Other themes considered in this volume are less traditional areas in western scholarship. The comparative study of frontiers, while not exactly a new field in western history, is now receiving more attention. The essay by Jerome O. Steffen is an attempt to advance research in this area. Instead of the usual approach of comparing the American frontier experience with those of other nations, Steffen proposes separating and comparing various “frontiers” in America such as agriculture, furtrading, ranching, and mining. The author offers an interesting and challenging approach but one with the potential drawback of balkanizing frontier studies. Richard W. Etulain’s study of western fiction and history argues that a major theme in western literature is a search for a usable past. Using Wallace Stegner’s Pulitzer Prize winning Angle of Repose (1971) as a paradigm of the western novel as history, Etulain believes that examining the relationship between history and literature will suggest new research possibilities for scholars. The study of urban development in the west, according to Ronald L.F. Davis, needs an analytical framework. His essay reviews the relevant literature from several disciplines and seeks insights into city development in the west. Davis’s analysis leads him to “suggest that the system of private enterprise functioning under the capitalist mode of production” (p. 180) will provide the needed perspective to understand urban growth in the west. Moving beyond strictly urban concerns, Gene M. Gressley, in an article on regionalism, discusses larger issues affecting all of the west such as conservation, land use, and allocation of resources. The serious need for planning and regional cooperation, Gressley demonstrates, is clashing with western individualism and distrust of the federal government and eastern money.
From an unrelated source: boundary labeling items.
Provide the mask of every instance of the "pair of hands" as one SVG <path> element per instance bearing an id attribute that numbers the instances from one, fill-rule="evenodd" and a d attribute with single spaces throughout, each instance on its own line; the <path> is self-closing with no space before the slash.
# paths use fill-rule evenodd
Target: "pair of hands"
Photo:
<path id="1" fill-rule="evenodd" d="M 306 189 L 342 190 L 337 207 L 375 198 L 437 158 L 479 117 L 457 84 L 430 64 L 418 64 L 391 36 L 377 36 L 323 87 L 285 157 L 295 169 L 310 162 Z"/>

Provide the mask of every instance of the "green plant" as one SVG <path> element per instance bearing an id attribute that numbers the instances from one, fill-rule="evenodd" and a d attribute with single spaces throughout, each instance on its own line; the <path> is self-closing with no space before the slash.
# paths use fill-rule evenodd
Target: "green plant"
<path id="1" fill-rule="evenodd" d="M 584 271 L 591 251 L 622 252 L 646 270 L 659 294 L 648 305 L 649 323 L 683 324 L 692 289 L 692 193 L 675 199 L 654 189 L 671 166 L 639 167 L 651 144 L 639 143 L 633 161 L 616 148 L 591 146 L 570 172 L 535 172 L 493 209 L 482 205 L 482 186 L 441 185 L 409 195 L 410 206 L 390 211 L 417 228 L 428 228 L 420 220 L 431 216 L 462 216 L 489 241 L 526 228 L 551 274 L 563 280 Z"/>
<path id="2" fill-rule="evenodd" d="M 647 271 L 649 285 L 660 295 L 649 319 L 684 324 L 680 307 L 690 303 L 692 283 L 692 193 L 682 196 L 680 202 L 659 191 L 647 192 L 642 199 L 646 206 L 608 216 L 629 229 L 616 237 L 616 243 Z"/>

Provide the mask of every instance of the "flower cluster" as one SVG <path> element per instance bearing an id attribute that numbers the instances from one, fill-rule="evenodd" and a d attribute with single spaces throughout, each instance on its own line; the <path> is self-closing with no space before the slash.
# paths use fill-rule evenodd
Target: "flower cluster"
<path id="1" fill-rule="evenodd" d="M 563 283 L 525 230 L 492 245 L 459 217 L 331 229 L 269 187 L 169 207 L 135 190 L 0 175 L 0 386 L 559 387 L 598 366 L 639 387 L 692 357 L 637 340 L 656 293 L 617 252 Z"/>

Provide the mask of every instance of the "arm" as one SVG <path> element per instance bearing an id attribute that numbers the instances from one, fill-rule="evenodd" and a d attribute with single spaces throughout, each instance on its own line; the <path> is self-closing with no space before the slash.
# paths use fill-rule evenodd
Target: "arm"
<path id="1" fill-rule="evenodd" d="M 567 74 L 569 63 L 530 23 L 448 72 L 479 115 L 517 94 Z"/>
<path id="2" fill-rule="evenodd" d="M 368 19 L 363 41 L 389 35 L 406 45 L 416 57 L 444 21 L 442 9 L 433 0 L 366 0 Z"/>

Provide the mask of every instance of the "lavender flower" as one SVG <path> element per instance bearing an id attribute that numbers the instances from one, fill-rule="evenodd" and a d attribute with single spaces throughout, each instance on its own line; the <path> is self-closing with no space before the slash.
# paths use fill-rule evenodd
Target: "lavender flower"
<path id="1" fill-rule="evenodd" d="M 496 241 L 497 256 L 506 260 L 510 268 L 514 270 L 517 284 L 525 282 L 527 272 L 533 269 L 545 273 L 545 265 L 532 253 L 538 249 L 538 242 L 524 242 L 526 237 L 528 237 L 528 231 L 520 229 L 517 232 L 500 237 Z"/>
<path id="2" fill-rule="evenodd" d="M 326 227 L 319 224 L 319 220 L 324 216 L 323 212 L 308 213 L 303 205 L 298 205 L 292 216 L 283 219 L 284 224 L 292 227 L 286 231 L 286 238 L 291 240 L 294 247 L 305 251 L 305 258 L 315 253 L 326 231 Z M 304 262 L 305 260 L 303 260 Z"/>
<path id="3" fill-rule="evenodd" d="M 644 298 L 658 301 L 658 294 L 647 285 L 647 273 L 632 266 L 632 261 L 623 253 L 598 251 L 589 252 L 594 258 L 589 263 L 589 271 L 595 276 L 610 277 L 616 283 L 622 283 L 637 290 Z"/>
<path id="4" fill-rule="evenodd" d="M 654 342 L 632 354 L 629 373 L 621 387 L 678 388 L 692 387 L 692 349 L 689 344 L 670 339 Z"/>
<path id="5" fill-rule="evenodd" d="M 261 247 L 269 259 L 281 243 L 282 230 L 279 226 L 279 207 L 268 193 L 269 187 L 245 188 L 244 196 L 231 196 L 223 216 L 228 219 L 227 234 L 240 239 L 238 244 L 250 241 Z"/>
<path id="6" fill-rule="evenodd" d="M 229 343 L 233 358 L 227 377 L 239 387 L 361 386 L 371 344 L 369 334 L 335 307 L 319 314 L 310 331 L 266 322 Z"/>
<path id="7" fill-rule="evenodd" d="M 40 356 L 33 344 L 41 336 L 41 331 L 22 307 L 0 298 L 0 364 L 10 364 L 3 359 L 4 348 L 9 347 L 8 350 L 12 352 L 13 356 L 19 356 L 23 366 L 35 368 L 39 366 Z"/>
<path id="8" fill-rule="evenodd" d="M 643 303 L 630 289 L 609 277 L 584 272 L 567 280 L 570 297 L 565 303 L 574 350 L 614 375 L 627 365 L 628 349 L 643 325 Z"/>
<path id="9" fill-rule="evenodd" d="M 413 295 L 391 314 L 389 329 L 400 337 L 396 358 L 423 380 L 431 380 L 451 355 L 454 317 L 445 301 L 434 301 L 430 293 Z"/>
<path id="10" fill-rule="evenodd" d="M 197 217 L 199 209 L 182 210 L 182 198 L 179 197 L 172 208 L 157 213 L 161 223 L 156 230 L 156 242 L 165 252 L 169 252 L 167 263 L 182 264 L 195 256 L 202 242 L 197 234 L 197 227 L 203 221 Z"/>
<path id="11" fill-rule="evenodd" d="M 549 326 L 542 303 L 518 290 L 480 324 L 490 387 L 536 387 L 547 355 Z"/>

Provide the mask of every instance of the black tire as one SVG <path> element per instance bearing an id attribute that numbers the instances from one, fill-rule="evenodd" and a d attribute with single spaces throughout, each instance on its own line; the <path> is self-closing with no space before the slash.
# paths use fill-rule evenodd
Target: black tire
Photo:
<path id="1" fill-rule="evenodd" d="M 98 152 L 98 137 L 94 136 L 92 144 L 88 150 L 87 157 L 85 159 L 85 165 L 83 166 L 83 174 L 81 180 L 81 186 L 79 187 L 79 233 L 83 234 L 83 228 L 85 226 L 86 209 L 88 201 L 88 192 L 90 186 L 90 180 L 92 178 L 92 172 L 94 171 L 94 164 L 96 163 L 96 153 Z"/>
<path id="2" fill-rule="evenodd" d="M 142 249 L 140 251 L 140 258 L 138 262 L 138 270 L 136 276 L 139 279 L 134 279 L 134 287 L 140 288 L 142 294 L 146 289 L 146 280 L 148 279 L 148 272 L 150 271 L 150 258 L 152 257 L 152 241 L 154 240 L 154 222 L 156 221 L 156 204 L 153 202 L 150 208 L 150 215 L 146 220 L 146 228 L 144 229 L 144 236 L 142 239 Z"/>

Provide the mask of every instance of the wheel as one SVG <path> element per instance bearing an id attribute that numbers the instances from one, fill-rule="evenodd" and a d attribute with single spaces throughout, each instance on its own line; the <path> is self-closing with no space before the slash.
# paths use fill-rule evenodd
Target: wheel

The American West offers a good survey of some of the possibilities in western history, particularly for the undergraduate or the beginning graduate student. Most of the essays provide basic introductions to their topics plus provocative, though not always clear, suggestions for new research. Students should be reminded that not all the opportunities in the field are represented in these essays. Other than the Native American essay, no mention is made of minorities in the west, particularly Chicanos and Asians. Additional themes of interest that could be noted are reform movements such as the Populists, the role of violence, and the relationship between aridity, agriculture, and frontier settlement patterns. The generally good quality of the book’s content is marred by numerous typographical errors throughout the text. Nevertheless, the approaches suggested in this volume offer evidence of the reinvigoration of serious scholarship in western history.